Вернее, она удивительно здорова на те возрастные баллы и на выписку из амбулаторной карты, которыми сейчас располагает ее дряхлый организм.

— Как твои дела? А?

— Нормально, мама. Я не об этом… Я… Я…

— Женя, правда, — мать дергается и заламывает руки, — детка, что с тобой? Работа? Что-то не выходит, не получается или опять неприятности?

Проглатываю горечь и отрицательно качаю головой.

— Ты не больна? У тебя все нормально?

Да! Да! Все обошлось… Вернее, все так, как и должно быть.

— Мам… — мычу и тут же резко затыкаюсь.

— Женя! — мать кричит и упирается руками в стол, приподнимается со своего места и устремляет лицо, шею и даже пышную грудь фактически через экранное стекло мне в нос. — Я хочу, чтобы ты срочно переехала в Гавану, к нам, к своей семье. Ты… Господи, — она словно задыхается от гнева, падает обратно в кресло и скрещивает руки на груди. — Ты не способна жить сама. Не способна… Все всем доказала и, прежде всего, себе. Я в этом абсолютно уверена — никаких сомнений. Это же какая-то нервотрепка — невыносимо! Ты не живешь, а мучаешься. Издеваешься?

Мать отвернула голову, рассматривает что-то рядом, где-то в комнате, по-моему, с левой стороны:

— Тебе послезавтра стукнет тридцать лет, а такое впечатление, что три несчастных года. Ты, как дитя, ей-богу, слишком инфантильная и мнительная особа… Этот твой романтический настрой совершенно не вяжется с тем, чем ты по жизни занимаешься. Это же какой-то чертов бред. Ты и точные науки! Да кому рассказать… Не могу! Ты… Ты… Это противостояние такое? Испытание на прочность, закалка нежного характера? Женя, сколько можно ждать? Хватит, я так полагаю. Пожила сама, понюхала пороху, удовлетворила интерес, по-моему, пора двигаться дальше. В конце концов, здесь вся твоя семья. Я, братья и отец. Милая?

— Мам, ты же знаешь, что я не хочу жить с ним, — тихонько отвечаю.

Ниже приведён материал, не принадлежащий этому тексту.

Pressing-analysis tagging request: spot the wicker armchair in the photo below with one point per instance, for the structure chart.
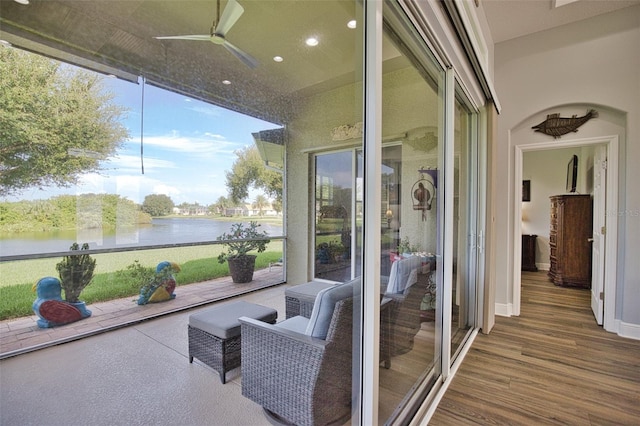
(296, 377)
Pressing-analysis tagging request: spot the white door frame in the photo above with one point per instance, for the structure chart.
(611, 237)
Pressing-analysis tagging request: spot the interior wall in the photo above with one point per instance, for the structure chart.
(589, 64)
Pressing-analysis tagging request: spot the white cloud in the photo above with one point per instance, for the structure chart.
(190, 145)
(131, 163)
(205, 110)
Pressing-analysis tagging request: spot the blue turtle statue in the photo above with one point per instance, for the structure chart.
(50, 307)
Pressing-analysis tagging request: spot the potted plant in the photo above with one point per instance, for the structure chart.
(240, 240)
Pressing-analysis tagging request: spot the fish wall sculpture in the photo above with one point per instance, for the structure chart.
(557, 126)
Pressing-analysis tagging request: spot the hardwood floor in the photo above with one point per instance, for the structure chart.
(551, 365)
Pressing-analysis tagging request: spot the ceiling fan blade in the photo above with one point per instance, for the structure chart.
(232, 12)
(247, 59)
(186, 37)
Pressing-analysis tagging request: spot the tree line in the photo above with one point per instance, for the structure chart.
(84, 211)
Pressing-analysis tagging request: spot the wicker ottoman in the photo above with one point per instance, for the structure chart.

— С ним? — она возвращается ко мне в анфас и щурит правый глаз. — С ним? Ты сейчас серьезно, Женя? С ним? Он твой отец, в конце концов.

— Извини, — шепчу и еще ниже опускаю голову, — я не могу. Правда-правда! У меня ведь тут работа…

— Какая работа? — мать язвит и выпускает желчь. — Чем ты занимаешься? Конкретно? Пишешь диссертацию — вечная аспирантка, книжный червь, завсегдатай университетской библиотеки; обслуживаешь студенческие заказы на жалкие контрошки, курсовые проекты и работы; бегаешь, как заяц, за своим новым научным консультантом? Что именно входит в твои должностные обязанности? И какой финансовый выхлоп от твоей конченой науки? А? Ты ведь себя похоронила во всем этом! Нет собственной семьи, нет мужа, нет детей. Ты, детка, женщина, а не дряхлый академик, ты красивая и нежная, а не жалкий сморщенный со степенью старик… Не могу! Просто нет слов, Евгения! Ты очень быстро довела меня! И десяти минут не прошло, как я уже на взводе! Талантливая дочь, нечего сказать!

Определенно, мама зла!

— Мне все нравится и все меня устраивает…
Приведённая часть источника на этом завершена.